On 01/14/2014 08:23 PM, Tom Wijsman wrote:
> On Tue, 14 Jan 2014 20:11:24 -0500
> Michael Orlitzky <m...@gentoo.org> wrote:
> 
>> On 01/14/2014 08:08 PM, Tom Wijsman wrote:
>>>
>>> This is under the assumption that the user knows of the state of the
>>> stabilization worsening; if the user is unaware of that change, the
>>> "could have done anyway" might be less common and first something
>>> bad would need to happen before they realize the worsened
>>> stabilization.
>>>
>>
>> If I don't realize it, it ain't broke.
> 
> So, you're going to wait for corruption, a security breach or something
> along those lines to happen first?

I will wait for them to be *known*.

Security stabilizations are already treated special, so while they'd
make a nice example here you don't get to invoke them =)

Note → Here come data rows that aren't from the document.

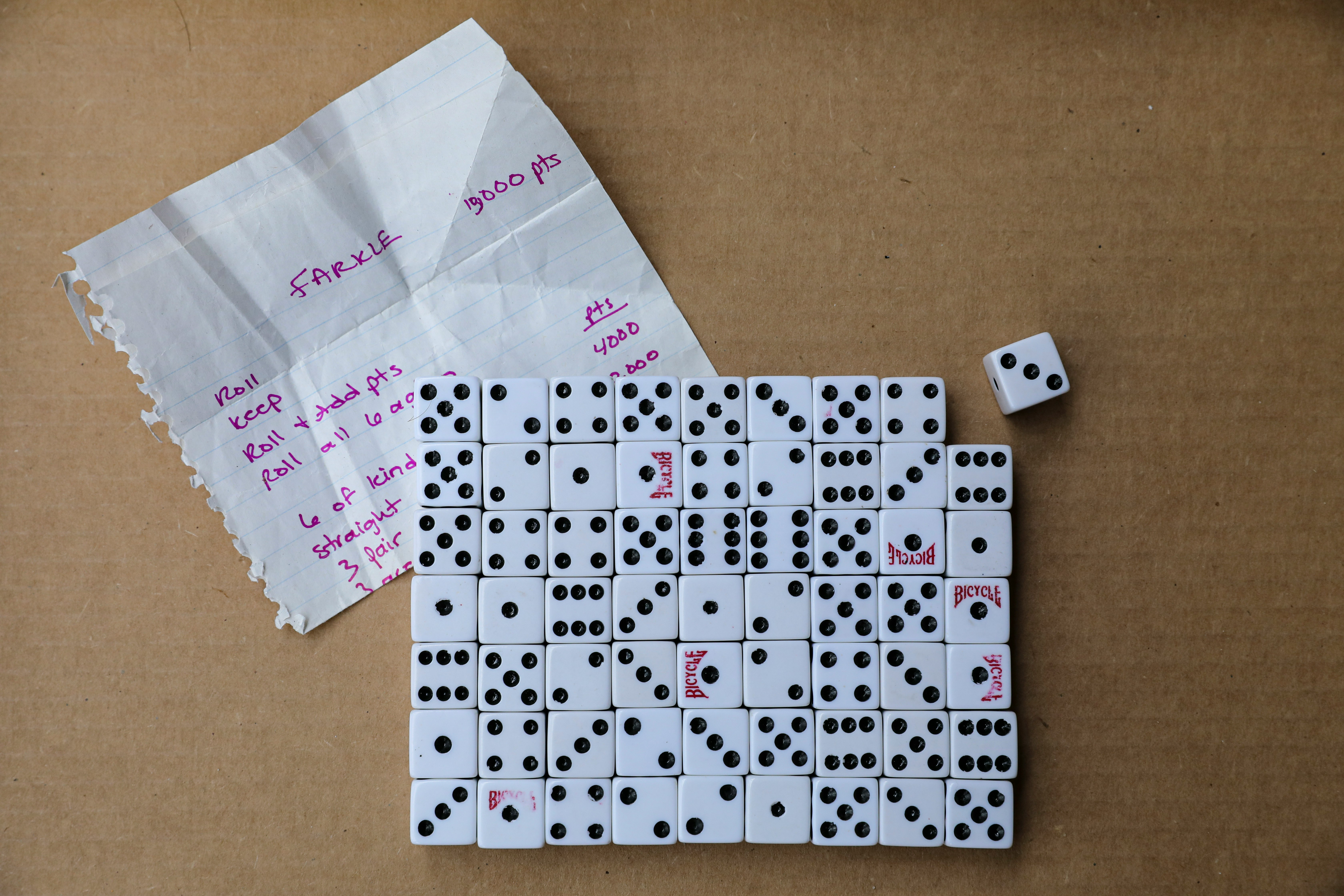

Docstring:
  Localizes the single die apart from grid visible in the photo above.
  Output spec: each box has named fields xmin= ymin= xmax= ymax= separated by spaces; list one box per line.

xmin=543 ymin=579 xmax=612 ymax=643
xmin=945 ymin=779 xmax=1012 ymax=849
xmin=984 ymin=333 xmax=1068 ymax=414
xmin=878 ymin=575 xmax=943 ymax=641
xmin=616 ymin=707 xmax=681 ymax=776
xmin=812 ymin=443 xmax=882 ymax=508
xmin=878 ymin=641 xmax=948 ymax=709
xmin=481 ymin=377 xmax=550 ymax=443
xmin=878 ymin=778 xmax=945 ymax=846
xmin=616 ymin=508 xmax=681 ymax=574
xmin=546 ymin=643 xmax=612 ymax=709
xmin=812 ymin=575 xmax=878 ymax=643
xmin=415 ymin=442 xmax=484 ymax=506
xmin=882 ymin=709 xmax=949 ymax=778
xmin=410 ymin=709 xmax=476 ymax=778
xmin=477 ymin=643 xmax=546 ymax=712
xmin=878 ymin=509 xmax=948 ymax=575
xmin=943 ymin=579 xmax=1008 ymax=643
xmin=415 ymin=508 xmax=481 ymax=575
xmin=550 ymin=376 xmax=616 ymax=442
xmin=879 ymin=376 xmax=948 ymax=442
xmin=612 ymin=778 xmax=677 ymax=846
xmin=948 ymin=510 xmax=1012 ymax=578
xmin=481 ymin=510 xmax=546 ymax=576
xmin=742 ymin=506 xmax=812 ymax=572
xmin=411 ymin=779 xmax=476 ymax=846
xmin=952 ymin=709 xmax=1017 ymax=779
xmin=411 ymin=575 xmax=477 ymax=641
xmin=411 ymin=641 xmax=477 ymax=709
xmin=746 ymin=572 xmax=812 ymax=641
xmin=616 ymin=376 xmax=681 ymax=442
xmin=747 ymin=376 xmax=812 ymax=442
xmin=882 ymin=442 xmax=948 ymax=508
xmin=681 ymin=709 xmax=747 ymax=775
xmin=812 ymin=778 xmax=878 ymax=846
xmin=551 ymin=443 xmax=616 ymax=510
xmin=948 ymin=445 xmax=1012 ymax=510
xmin=476 ymin=712 xmax=546 ymax=778
xmin=546 ymin=709 xmax=616 ymax=778
xmin=415 ymin=376 xmax=481 ymax=442
xmin=812 ymin=376 xmax=880 ymax=442
xmin=476 ymin=778 xmax=546 ymax=849
xmin=681 ymin=376 xmax=747 ymax=442
xmin=677 ymin=775 xmax=746 ymax=844
xmin=546 ymin=778 xmax=612 ymax=846
xmin=481 ymin=445 xmax=551 ymax=510
xmin=747 ymin=708 xmax=817 ymax=775
xmin=679 ymin=575 xmax=743 ymax=641
xmin=742 ymin=641 xmax=812 ymax=707
xmin=681 ymin=442 xmax=749 ymax=508
xmin=612 ymin=641 xmax=677 ymax=708
xmin=546 ymin=510 xmax=616 ymax=576
xmin=747 ymin=442 xmax=812 ymax=506
xmin=612 ymin=575 xmax=679 ymax=641
xmin=948 ymin=643 xmax=1012 ymax=709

It's highly unlikely that one day a stable piece of software is just
going to start corrupting data randomly when some other stable package
is updated. Why? Because arch testers have to test them before they go
stable! It's even more unlikely that upgrading to untested stuff would
be safer than staying put, which is really all I care about given a
choice between the two.

For really bad cases like data corruption we already have procedures
that allow quick stabilization ("reasonable amount of time..."). All
we're really talking about here is forcing me to upgrade to an unstable
package for some features or bugfixes I don't care about.